Serving The Immigration Needs Of The San Diego Area Since 1984

California deportation and removal proceedings number may lower

On Behalf of | Jan 4, 2013 | Criminal Defense

Great news is being reported for California immigrants and those across the rest of the nation. The federal government has announced a shift in how it apprehends immigrants. The focus has shifted from undocumented immigrants with minor traffic offenses to those who are felons or repeat criminal offenders. The shift in policy could bring a sigh of relief for those worrying about possible deportation and removal proceedings for something as insignificant as a traffic ticket.

While some have welcomed the new policy, others continue to criticize the difficulty undocumented immigrant still have trying to obtain legal services. Others believe those who are innocent of the charges against them still face the possibility of deportation because they don’t have access to necessary services that could assist them with their cases. Critics of the new policy are calling for the California ‘Trust Act’ to be passed. This law would serve as protection for law-abiding undocumented immigrants, who may have only a slight offense on their records.

One county in California has one of the nation’s highest amounts of immigrants with no criminal records deported. Contra Costa County had almost 2,000 people undergo deportation and removal proceedings since 2010. Out of those people, only a quarter were actually convicted of serious crimes. Almost forty percent of those were never convicted. The shift in policies in the state appears to be largely due to immigrant concerns about counties with records like these.

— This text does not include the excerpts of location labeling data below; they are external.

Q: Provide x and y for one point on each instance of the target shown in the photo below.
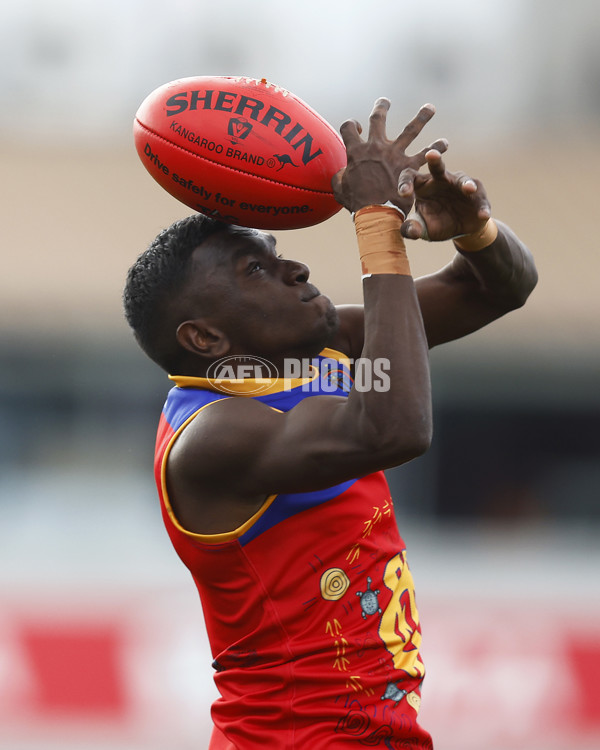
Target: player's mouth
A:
(311, 293)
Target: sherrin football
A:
(241, 150)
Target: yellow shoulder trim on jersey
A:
(252, 386)
(226, 536)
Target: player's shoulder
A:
(349, 337)
(229, 429)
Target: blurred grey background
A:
(515, 461)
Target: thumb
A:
(414, 228)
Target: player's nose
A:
(296, 272)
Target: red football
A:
(241, 150)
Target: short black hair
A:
(155, 279)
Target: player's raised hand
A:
(447, 204)
(374, 165)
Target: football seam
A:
(233, 169)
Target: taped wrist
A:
(380, 244)
(470, 243)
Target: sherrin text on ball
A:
(241, 150)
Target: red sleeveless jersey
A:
(309, 605)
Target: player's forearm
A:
(504, 270)
(394, 421)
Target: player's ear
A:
(202, 338)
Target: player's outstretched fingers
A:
(350, 131)
(436, 165)
(414, 127)
(406, 182)
(414, 228)
(378, 119)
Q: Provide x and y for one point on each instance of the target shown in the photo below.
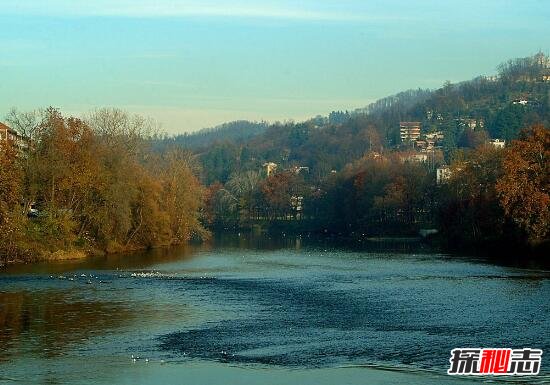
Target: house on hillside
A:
(442, 174)
(270, 168)
(9, 135)
(409, 131)
(498, 143)
(413, 157)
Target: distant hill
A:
(466, 114)
(235, 132)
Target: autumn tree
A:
(524, 189)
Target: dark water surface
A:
(261, 311)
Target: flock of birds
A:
(88, 278)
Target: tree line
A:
(93, 184)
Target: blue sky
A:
(194, 64)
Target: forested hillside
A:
(499, 106)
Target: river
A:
(256, 310)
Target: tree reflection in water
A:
(46, 323)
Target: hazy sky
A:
(194, 64)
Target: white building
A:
(498, 143)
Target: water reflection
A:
(47, 323)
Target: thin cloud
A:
(167, 8)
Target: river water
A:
(255, 310)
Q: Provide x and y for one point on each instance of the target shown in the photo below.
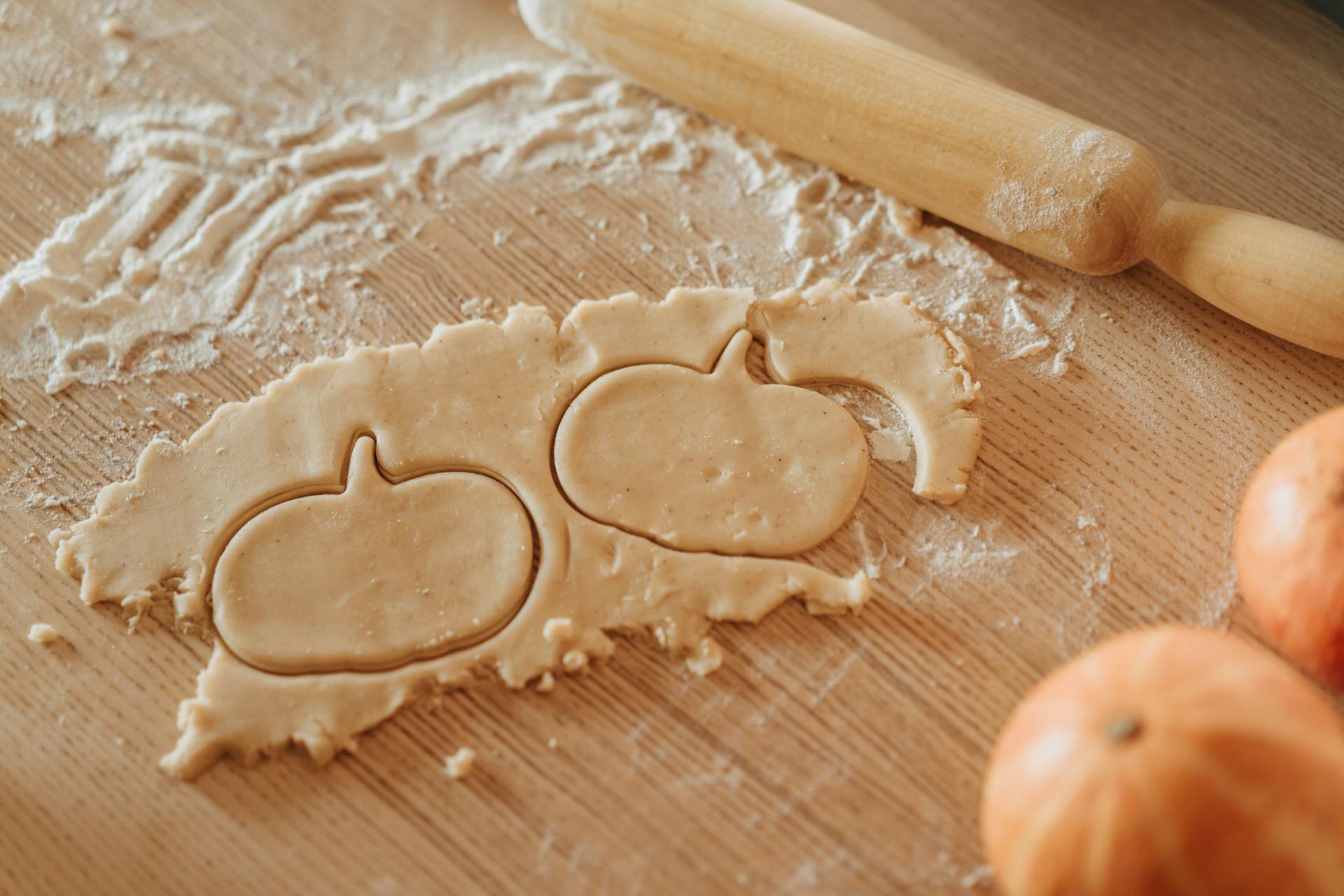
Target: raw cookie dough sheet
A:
(824, 754)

The Contra Costa County sheriff announced he would stop holding undocumented immigrants for federal authorities if the indiscretion was minor. Other California counties are beginning to re-examine immigration policies as well, potentially to adopt similar practices and lower the use of deportation and removal proceedings around the entire state. Such news may be good for undocumented immigrants living in the state because it will likely diminish the threat of being deported for making small mistakes.